Is it actually time to get bullish on China?
Xi Jinping’s economy has gotten so bad, it might be good.
It isn’t going to make the New York Times best sellers list.
But the biggest book of the year, for investors, could well turn out to be a modest volume that hit bookshelves in late March, published by a niche Beijing imprint, Central Party Literature Press.
“Excerpts of Xi Jinping’s Speeches on Finance Work” probably doesn’t read like “The Big Short” (full disclosure: Haven’t read it), but the state-published compilation of financial directives from the CCP strongman has already caused waves in financial markets.
On March 28, the South China Morning Post reported that the book contains never-before-public statements from Xi seemingly urging the People’s Bank of China — the country’s powerful central bank — to boost purchases of Chinese government bonds.
"The People’s Bank of China must gradually increase the trading of treasury bonds in its open market operations,” Xi told officials during a central financial work conference on October 30.
For the uninitiated, that sounds like technocratic gobbledygook. But basically “open market operations” is how central bankers describe buying and selling financial assets, usually government bonds, in financial markets.
But Xi’s comments, appearing as China grapples with its worst economic challenges in decades, were seen as a remarkable hint that the the party may be considering the kind of money-printing policies — known as quantitative easing or QE — it has long avoided, as it struggles to revive its deeply dysfunctional economy.
This matters, for a couple reasons.
For one thing, it’s a sign of just how badly China’s economy is faring. While official GDP and employment figures — often looked upon skeptically by outside analysts — don’t appear too bad, there are other indications of entrenched problems.
After a massive real estate bust, demand for credit — the fuel for market economies — has collapsed. Consumer confidence is slumping. The country has slipped into deflation for months at a time. Government spending appears to be the main source of economic activity, but it requires large amounts of borrowing.
In recent decades, governments in similar straits have used central bank money-printing programs as part of a program to escape from such economic pickles.

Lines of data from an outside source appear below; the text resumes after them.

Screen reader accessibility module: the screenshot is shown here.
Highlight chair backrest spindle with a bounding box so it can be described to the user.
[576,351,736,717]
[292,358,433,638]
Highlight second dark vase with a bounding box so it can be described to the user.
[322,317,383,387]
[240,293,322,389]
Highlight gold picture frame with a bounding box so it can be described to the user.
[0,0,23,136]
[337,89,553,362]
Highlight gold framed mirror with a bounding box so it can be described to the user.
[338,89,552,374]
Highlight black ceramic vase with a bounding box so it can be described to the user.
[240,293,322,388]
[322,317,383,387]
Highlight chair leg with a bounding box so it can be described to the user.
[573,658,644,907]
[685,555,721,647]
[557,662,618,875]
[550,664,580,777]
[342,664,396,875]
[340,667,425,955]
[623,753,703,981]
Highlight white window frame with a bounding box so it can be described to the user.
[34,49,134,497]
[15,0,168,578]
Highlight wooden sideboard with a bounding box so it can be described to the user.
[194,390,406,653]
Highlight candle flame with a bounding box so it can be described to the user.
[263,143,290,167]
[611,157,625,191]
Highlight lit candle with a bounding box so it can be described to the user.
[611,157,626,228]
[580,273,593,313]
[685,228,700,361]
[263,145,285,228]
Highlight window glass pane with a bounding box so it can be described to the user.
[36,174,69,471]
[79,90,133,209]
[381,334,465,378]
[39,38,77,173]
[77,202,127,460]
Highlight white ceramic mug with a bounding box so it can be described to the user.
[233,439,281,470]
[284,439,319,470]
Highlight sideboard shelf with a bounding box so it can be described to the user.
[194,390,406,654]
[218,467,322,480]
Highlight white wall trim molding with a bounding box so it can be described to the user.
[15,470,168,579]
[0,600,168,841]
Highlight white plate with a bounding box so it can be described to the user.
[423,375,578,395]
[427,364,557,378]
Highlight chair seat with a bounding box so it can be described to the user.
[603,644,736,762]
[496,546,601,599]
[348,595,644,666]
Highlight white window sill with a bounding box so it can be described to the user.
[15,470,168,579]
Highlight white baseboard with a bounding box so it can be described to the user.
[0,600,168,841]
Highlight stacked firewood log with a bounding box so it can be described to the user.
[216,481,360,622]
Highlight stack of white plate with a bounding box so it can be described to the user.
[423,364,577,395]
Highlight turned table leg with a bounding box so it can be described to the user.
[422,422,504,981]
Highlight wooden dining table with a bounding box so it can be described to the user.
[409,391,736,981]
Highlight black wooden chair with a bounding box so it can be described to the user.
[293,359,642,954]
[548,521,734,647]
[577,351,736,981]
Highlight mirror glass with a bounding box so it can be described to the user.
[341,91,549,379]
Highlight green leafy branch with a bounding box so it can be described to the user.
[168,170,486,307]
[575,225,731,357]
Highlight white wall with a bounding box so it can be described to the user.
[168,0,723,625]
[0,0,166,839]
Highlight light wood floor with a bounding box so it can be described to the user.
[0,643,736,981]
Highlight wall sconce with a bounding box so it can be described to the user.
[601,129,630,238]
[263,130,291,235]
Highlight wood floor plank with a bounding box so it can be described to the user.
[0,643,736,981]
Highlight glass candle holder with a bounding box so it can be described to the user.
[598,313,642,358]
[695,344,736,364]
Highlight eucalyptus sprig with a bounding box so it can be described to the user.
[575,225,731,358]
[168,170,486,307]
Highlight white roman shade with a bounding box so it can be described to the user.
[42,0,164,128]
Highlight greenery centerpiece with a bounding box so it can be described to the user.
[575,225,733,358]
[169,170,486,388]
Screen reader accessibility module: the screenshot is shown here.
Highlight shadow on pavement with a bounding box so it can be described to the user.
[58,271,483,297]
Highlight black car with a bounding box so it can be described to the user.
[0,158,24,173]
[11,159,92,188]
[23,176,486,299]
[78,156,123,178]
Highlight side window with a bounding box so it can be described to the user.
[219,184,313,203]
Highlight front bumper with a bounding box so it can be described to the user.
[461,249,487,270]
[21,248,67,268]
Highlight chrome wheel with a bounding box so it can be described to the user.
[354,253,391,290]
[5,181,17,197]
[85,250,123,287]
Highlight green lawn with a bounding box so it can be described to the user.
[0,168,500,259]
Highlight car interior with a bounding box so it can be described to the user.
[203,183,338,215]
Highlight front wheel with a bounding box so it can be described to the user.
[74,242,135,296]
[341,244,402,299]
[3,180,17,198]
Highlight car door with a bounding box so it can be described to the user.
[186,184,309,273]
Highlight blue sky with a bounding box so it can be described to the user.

The Bank of Japan pioneered them in the early 2000s, in the aftermath of a real estate and banking crisis that led to a recession. They weren’t especially successful at restarting growth, but the Bank of Japan doubled down on quantitative easing during the early 2010s.
The U.S. Federal Reserve also pursued quantitative easing for most of the decade that followed the financial crisis of 2008 and ensuing recession. It then restarted QE when Covid delivered another major jolt to the economy in 2020.
But beyond the economic issues, Chinese QE could also be a major development for markets, and an opportunity for traders.
That’s because, at least recently, when central banks have embraced QE, they’ve also sometimes ignited powerful, years-long stock market rallies.
A QE turning point?
Between the end of 2012 and the middle of 2015, Japan’s Nikkei 225 rose 100%, as the BoJ doubled down on monetary easing, which it called “quantitative and qualitative easing.” Similarly, in the US, between the end of 2008 and the 2014 — when the Fed paused quantitative easing — the S&P 500 doubled in a years-long romp.
If China goes that way, this may turn out to have been the moment for global traders to dangle their well-pedicured toes back into Chinese markets. It’s been a long time since they’ve been tempted to do so.
For years, a string of issues has made China almost un-investable for global money. The Trump trade war. Saber-rattling over Taiwan. The government’s ham-fisted crackdown on its most innovative tech companies. COVID-19, and China’s growth-crushing lockdowns. Its housing bust. Its wobbly financial sector. And a government seemingly less interested in growth than its predecessors.
They’ve all combined to drive a flood of foreign capital out of the country.
It could be hard to coax it back, even as the party puts on its version of a charm offensive.
To be clear, we don’t know how close Beijing is to unleashing a Chinese version of QE, or if it will go that route at all.
For the record, the central bank has repeatedly protested that, even if it were to boost its activity in the bond markets, it wouldn’t amount to QE, rather it would simply be “liquidity management.” Hmmmm.
Still, there have been additional hints that it is in the cards. Last month, the People’s Republic’s powerful finance ministry publicly supported the idea of the central bank buying more government bonds. And late last month, the central bank itself came out to support the idea of trading more government securities, adding further support to the notion that QE could be on its way.
And for what it’s worth, the markets are acting like they see quantitative easing coming down the pike. Chinese government bond prices have risen, interest rates have fallen, the currency has declined — which you would expect if traders thought China’s central bank was going to print a lot more of them — and Chinese stocks have begun to rally.
In fact, Hong Kong’s Hang Seng index which was down as much as 12% earlier this year, has suddenly gotten a spring in its step, and has overtaken the S&P 500 in terms of year-to-date gains.
That obviously isn’t going to fix China’s issues. But given the headaches the country’s leaders face over the economy, it could be a start, and something they’d like to see continue.